まず、原因となっている心理・社会的ストレスを軽減することが第一です。
環境を調整し、適応しやすく整えることや、場合によってはしばらく休職、休学して休養し、心的エネルギーを回復することが必要です。
また、心理的葛藤に関してカウンセリングを受け、混乱した情緒面の整理をすることや、社会適応へ向けての心理的援助を得ることも大切です。

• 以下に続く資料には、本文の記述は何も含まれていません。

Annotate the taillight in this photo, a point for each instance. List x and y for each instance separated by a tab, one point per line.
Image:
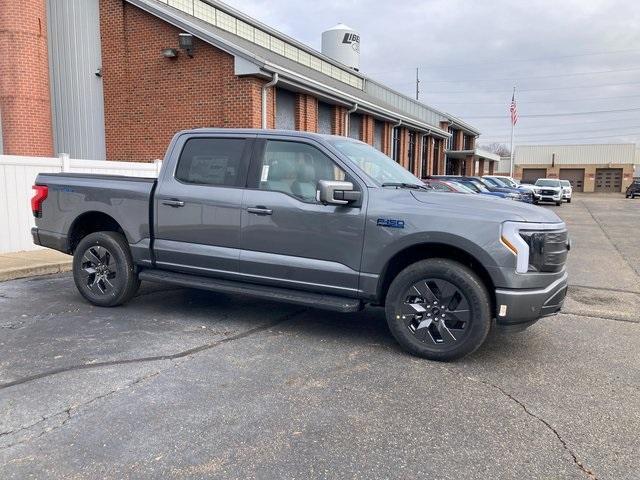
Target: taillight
40	196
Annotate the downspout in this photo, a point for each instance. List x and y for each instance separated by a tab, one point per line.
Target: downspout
347	120
391	139
265	87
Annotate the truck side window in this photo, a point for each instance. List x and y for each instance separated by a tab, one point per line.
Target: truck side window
211	161
296	168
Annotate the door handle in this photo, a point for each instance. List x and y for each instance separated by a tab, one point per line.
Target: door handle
260	210
173	203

そして、それぞれの主要な症状に対して薬物療法が必要な場合もあります。
休養・環境調整
症状が著しかったり、現状でどうしても適応ができなかったりするときは、ストレスを回避させることは有効です。
ストレスの軽減は、適度なものであれば問題ありませんが、極端にストレスを軽減させる(職場における休職など)場合には注意が必要です。

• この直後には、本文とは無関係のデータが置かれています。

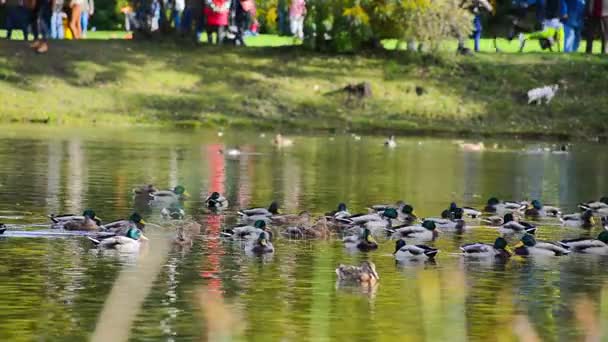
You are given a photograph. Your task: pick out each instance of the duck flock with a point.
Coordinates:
(257, 228)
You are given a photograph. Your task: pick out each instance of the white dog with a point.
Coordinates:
(538, 94)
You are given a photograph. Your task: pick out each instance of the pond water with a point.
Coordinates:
(56, 288)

多くの場合、ストレスは持続性のものであり、回避し続けることはできないため、「いずれはストレスに直面する必要があること」「ストレスへの対処方法を体得する必要があること」を説明した上で行うことが重要となります。
また、周囲の人も相談にのり、共感や助言を行なうことによって一緒にストレスへ対処していくことが早期回復への近道となります。
カウンセリング
受容、共感的態度で話しを聞き、ストレスに対してなぜ敏感に反応して心身共にバランスを崩してしまったのか、その背景について考えいきます。
現在抱えている問題と症状自体に焦点を当てて協同的に解決方法を見出していく問題解決療法など、アプローチは様々ありますが、いずれもカウンセリングの担当者と本人が協同して行っていくものであり、本人が主体的に取り組むことが大切です。
薬物療法
不安や不眠などに対しては抗不安薬、うつ状態に対して抗うつ薬を使うことがあります。
ただし適応障害の薬物療法は「症状に対して薬を使う」という対症療法になるため、根本的な治療ではありません。
薬によって心身の症状を緩和させることは、ストレスへの対処方法の体得を促す上でのサポートとして有効な方法とされ、補助的に使われることが多くあります。